WHEREAS, the statute’s omission of sexual orientation, gender identity, gender expression, and other categories from the statewide list of categories protected from discrimination means that not only do protections on these other bases appear to be unavailable under state law, but also that local governments appear to be preempted from offering these important protections to their residents; and

WHEREAS, the legislation also appears to eliminate the right of any person to bring a civil action in the state courts of North Carolina for a claim of discrimination in employment or public accommodations on account of race, religion, color, national origin, age, or biological sex (as well as handicap for employment only); and

WHEREAS, the legislation appears to be inconsistent with the Equal Protection Clause of the United States Constitution, which provides that no state shall deny to any person within its jurisdiction “the equal protection of the laws” (US Const amend XIV, § 1); and the legislation is mean-spirited and “born of animosity toward the class of persons affected” (Romer v Evans, 517 US 620 [1996]); and

WHEREAS, the legislation has come under legal challenge in the U.S. District Court for the Middle District of North Carolina, in a lawsuit filed by Equality North Carolina, the American Civil Liberties Union, the ACLU of North Carolina, and Lambda Legal, in which one of the plaintiffs is Angela Gilmore, a Durham resident and professor at the North Carolina Central University School of Law; and

WHEREAS, over 120 major CEOs and business leaders from across North Carolina and all over the United States have signed a letter to Governor McCrory in which they argue that the legislation (quoting their letter) “is not a bill that reflects the values of our companies, of our country, or even the overwhelming majority of North Carolinians” and strongly urging the Governor “and the leadership of North Carolina’s legislature to repeal this law in the upcoming legislative session”; and

WHEREAS, community organizations and business groups here in Durham have expressed their opposition to this legislation, including the Durham Convention and Visitor’s Bureau, the Durham People’s Alliance, and the Durham Committee on the Affairs of Black People; and

WHEREAS, Durham is an open and welcoming city dedicated to the principles of equality, diversity, acceptance, nondiscrimination, and full inclusion and engagement by any resident in the civil rights, benefits, and privileges of all residents regardless of race, color, religion, sex, national origin, age, disability, sexual orientation, gender identity, gender expression, or genetic information.


SECTION 1. The Durham City Council reaffirms its support for protecting and advancing the constitutional rights and equitable treatment of all of its residents and its opposition to discrimination in employment and public accommodations because of race, color, religion, sex, national origin, age, disability, sexual orientation, gender identity, gender expression, or genetic information.

SECTION 2. The Durham City Council respectfully urges the North Carolina General Assembly to repeal House Bill 2 at the earliest opportunity.

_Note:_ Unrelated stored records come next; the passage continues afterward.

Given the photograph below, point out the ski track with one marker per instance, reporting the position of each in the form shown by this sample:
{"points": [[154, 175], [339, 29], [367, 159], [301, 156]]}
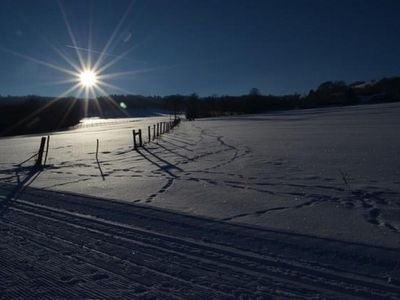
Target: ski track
{"points": [[73, 254]]}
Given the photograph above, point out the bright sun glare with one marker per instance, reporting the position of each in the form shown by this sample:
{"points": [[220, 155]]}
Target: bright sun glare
{"points": [[88, 78]]}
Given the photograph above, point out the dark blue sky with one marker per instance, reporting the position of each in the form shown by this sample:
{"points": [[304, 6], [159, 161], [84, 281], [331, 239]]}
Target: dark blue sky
{"points": [[207, 47]]}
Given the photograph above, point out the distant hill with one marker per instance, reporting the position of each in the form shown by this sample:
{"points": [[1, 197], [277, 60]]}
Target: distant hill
{"points": [[32, 114]]}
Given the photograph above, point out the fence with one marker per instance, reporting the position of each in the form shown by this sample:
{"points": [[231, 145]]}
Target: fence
{"points": [[159, 129]]}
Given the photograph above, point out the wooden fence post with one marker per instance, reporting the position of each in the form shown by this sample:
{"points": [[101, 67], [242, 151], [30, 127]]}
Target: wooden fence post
{"points": [[140, 138], [97, 149], [47, 150], [40, 153], [134, 139]]}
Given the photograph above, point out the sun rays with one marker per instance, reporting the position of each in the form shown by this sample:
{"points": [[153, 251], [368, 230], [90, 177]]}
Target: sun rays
{"points": [[86, 70]]}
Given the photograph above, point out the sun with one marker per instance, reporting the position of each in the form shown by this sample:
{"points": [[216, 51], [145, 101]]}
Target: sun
{"points": [[88, 78]]}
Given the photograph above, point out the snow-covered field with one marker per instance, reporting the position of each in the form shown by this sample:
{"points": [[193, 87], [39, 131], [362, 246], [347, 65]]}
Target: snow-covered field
{"points": [[290, 204]]}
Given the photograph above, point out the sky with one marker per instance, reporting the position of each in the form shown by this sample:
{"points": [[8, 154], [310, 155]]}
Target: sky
{"points": [[209, 47]]}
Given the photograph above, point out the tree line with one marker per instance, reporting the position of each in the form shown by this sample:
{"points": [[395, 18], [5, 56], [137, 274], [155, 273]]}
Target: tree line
{"points": [[31, 114]]}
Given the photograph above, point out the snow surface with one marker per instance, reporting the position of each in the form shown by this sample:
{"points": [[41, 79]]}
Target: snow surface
{"points": [[299, 205], [332, 172]]}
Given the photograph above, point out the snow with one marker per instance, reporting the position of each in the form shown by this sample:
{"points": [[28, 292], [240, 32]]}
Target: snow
{"points": [[287, 204], [324, 172]]}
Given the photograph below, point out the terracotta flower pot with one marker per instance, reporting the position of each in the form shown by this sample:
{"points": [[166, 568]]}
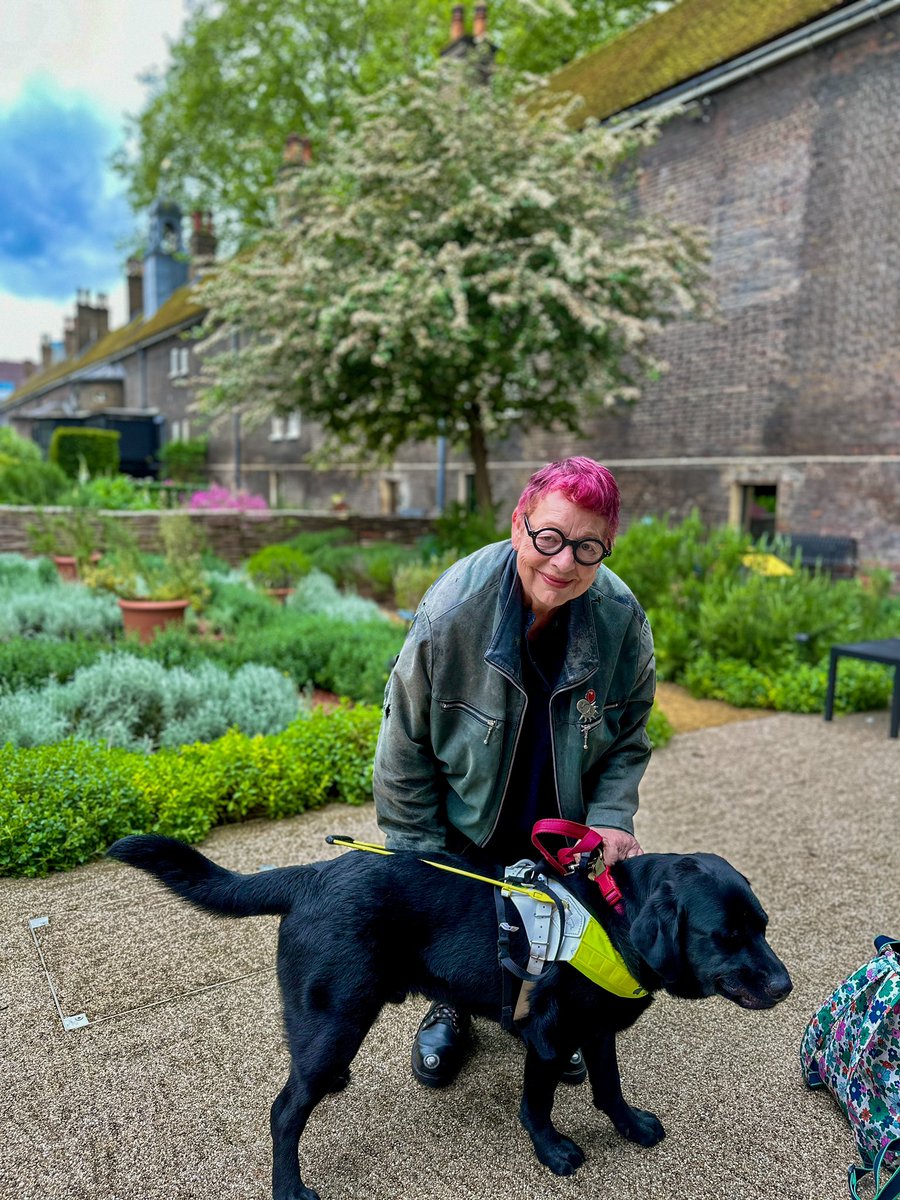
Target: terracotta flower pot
{"points": [[147, 617]]}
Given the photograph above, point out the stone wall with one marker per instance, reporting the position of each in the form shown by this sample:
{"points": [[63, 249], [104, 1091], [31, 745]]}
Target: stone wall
{"points": [[233, 535]]}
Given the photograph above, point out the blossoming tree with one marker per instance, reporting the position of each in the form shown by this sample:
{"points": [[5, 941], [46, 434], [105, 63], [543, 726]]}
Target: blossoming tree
{"points": [[462, 259]]}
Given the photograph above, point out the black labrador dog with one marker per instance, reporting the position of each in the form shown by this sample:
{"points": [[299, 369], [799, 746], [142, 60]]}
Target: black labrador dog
{"points": [[366, 929]]}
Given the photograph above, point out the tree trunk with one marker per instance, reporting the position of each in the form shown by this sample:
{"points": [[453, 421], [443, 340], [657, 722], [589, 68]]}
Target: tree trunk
{"points": [[478, 449]]}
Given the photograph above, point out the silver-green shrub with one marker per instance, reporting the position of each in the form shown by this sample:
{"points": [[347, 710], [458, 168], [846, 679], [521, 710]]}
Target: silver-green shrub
{"points": [[138, 705], [318, 593], [57, 611]]}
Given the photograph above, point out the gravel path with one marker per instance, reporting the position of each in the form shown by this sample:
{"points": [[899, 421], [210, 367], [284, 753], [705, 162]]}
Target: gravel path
{"points": [[166, 1092]]}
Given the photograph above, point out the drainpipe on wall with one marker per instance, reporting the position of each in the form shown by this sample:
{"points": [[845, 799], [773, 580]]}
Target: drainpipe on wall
{"points": [[237, 423], [441, 490], [817, 33], [142, 378]]}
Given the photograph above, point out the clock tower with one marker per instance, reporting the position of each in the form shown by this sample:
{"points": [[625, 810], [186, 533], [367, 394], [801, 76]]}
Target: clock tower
{"points": [[165, 261]]}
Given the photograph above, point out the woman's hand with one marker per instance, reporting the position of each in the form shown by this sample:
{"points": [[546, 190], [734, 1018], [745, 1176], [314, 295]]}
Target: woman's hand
{"points": [[617, 845]]}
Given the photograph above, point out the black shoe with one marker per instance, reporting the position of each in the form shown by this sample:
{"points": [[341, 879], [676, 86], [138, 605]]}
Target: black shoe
{"points": [[441, 1045], [575, 1069]]}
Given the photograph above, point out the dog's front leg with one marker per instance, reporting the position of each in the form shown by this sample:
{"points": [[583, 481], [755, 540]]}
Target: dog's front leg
{"points": [[636, 1125], [289, 1114], [559, 1153]]}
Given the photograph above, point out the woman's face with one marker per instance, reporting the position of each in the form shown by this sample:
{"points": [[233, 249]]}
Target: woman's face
{"points": [[551, 582]]}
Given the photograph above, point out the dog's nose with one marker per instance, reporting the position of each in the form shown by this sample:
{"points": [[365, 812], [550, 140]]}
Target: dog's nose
{"points": [[779, 985]]}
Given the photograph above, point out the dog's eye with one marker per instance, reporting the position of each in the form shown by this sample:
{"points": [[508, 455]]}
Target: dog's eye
{"points": [[729, 940]]}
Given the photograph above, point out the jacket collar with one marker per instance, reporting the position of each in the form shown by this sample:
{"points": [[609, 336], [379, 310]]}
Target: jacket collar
{"points": [[582, 658]]}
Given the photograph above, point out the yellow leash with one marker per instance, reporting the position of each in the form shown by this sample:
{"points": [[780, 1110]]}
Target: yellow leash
{"points": [[594, 954], [352, 844]]}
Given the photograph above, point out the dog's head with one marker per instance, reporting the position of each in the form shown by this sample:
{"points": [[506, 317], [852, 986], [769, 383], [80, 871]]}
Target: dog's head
{"points": [[699, 927]]}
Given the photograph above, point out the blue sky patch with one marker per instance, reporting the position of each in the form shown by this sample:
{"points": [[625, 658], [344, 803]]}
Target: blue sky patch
{"points": [[61, 226]]}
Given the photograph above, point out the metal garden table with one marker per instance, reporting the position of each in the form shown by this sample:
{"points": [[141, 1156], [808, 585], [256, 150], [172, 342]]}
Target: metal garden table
{"points": [[885, 651]]}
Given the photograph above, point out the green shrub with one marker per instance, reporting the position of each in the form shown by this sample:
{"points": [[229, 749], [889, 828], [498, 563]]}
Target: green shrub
{"points": [[31, 484], [81, 449], [185, 460], [459, 532], [316, 651], [797, 688], [413, 581], [65, 804], [21, 574], [13, 448], [233, 605], [277, 567], [115, 492], [313, 541]]}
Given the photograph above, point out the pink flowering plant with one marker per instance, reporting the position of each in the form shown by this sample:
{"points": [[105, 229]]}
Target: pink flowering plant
{"points": [[217, 497]]}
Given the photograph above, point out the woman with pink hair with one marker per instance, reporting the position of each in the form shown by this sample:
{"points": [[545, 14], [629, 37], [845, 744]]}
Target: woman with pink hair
{"points": [[522, 691]]}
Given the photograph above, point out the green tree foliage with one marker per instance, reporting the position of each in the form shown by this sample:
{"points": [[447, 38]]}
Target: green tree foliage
{"points": [[246, 73], [459, 262]]}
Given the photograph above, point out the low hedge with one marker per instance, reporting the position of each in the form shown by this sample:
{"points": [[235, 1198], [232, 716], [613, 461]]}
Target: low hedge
{"points": [[65, 804], [795, 688]]}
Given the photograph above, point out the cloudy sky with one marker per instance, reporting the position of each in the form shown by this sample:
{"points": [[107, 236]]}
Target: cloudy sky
{"points": [[69, 73]]}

SECTION 3. The Durham City Council respectfully calls on all businesses providing public accommodations in the City of Durham to show their support for the rights and dignity of all people by openly welcoming LGBT people to their places of business, by providing gender-nonspecific bathroom facilities for their customers and employees wherever practicable, and otherwise to encourage their customers and employees to use the bathroom facilities that most closely align with their gender identity.

SECTION 4.The Durham City Council asks the City Clerk to send copies of this resolution to the members of the Durham County delegation to the General Assembly, the chair of the Durham County Board of Commissioners, the Speaker of the North Carolina House, the President Pro Tem of the North Carolina Senate, and the Governor of North Carolina.,

This the seventh day of April, 2016.